After a heavy snowfall it’s typical to see everyone outside of their homes, shoveling sidewalks and clearing driveways. It’s a necessary wintertime task for all of us, no matter how begrudgingly we get it done. However, all too often one very important snow-covered area gets overlooked; and that’s the fire hydrant.
In order for firefighters to quickly and easily utilize a fire hydrant in the event of a fire, there needs to be a 3 foot radius surrounding the hydrant that is completely cleared of snow. If a hydrant is covered, the firefighters need to clear it themselves and the delay that this causes could mean additional property damage, injuries or even lives lost.

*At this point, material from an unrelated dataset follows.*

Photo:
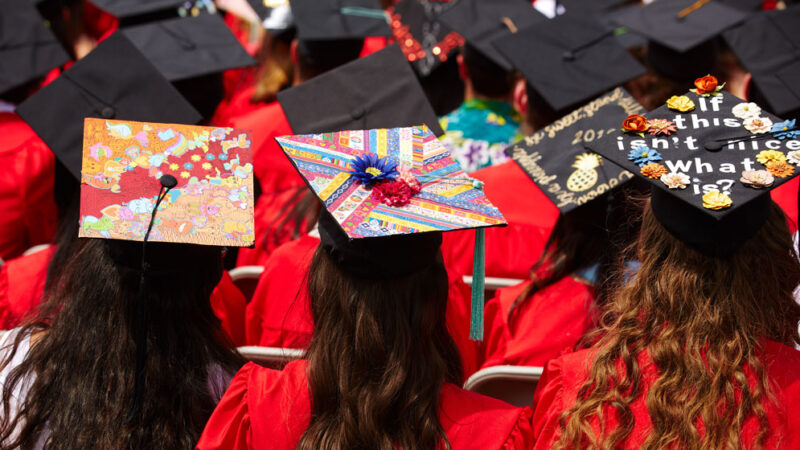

Unfortunately, this is sometimes an issue and the main reason for it is that people simply don’t know whose responsibility it is to clear the hydrants in their neighborhood.
So who is supposed to do it?
As short and sweet as we can possibly phrase it, the answer is, it depends. The responsibility of clearing fire hydrants varies from town to town, usually falling on either the residents, the water department or the city. Unfortunately this fact ends up causing a lot of confusion and frequently results in hydrants remaining obstructed for far too long. This also creates an issue in large cities where there are hundreds of hydrants and not enough city employees to get them all cleared fast enough. For this reason we say it never hurts to pitch in and help, even if the job is not your own.
Residents and business owners in every town and city are encouraged to contact their city hall or local water department in order to find out who is responsible for clearing fire hydrants, so heavy snowfall never has to cause a delay in the event of a fire. For now, that is the best answer we have to offer but in some cities there are programs working to dispel the confusion and get community members more involved with the responsibility.
In the city of Boston, a map-based web app called Adopt-a-Hydrant allows citizens to claim responsibility for shoveling heavy snow away from their own specific fire hydrants. Members can name their hydrants and even adopt them out to others who wish to take over, further encouraging participation in the program through social interaction. This sounds like an extremely beneficial program and we hope to see it spreading to other cities very soon.
In the meantime, if you live in a town where the responsibility is not your own, that doesn’t mean you should ever let a hydrant buried under the snow go ignored. Lending a helping hand and clearing a hydrant near your home or business is always a good idea. Moreover, the possibility that you could be helping to save a life is more than enough reason to make the extra efforts to clear a fire hydrant.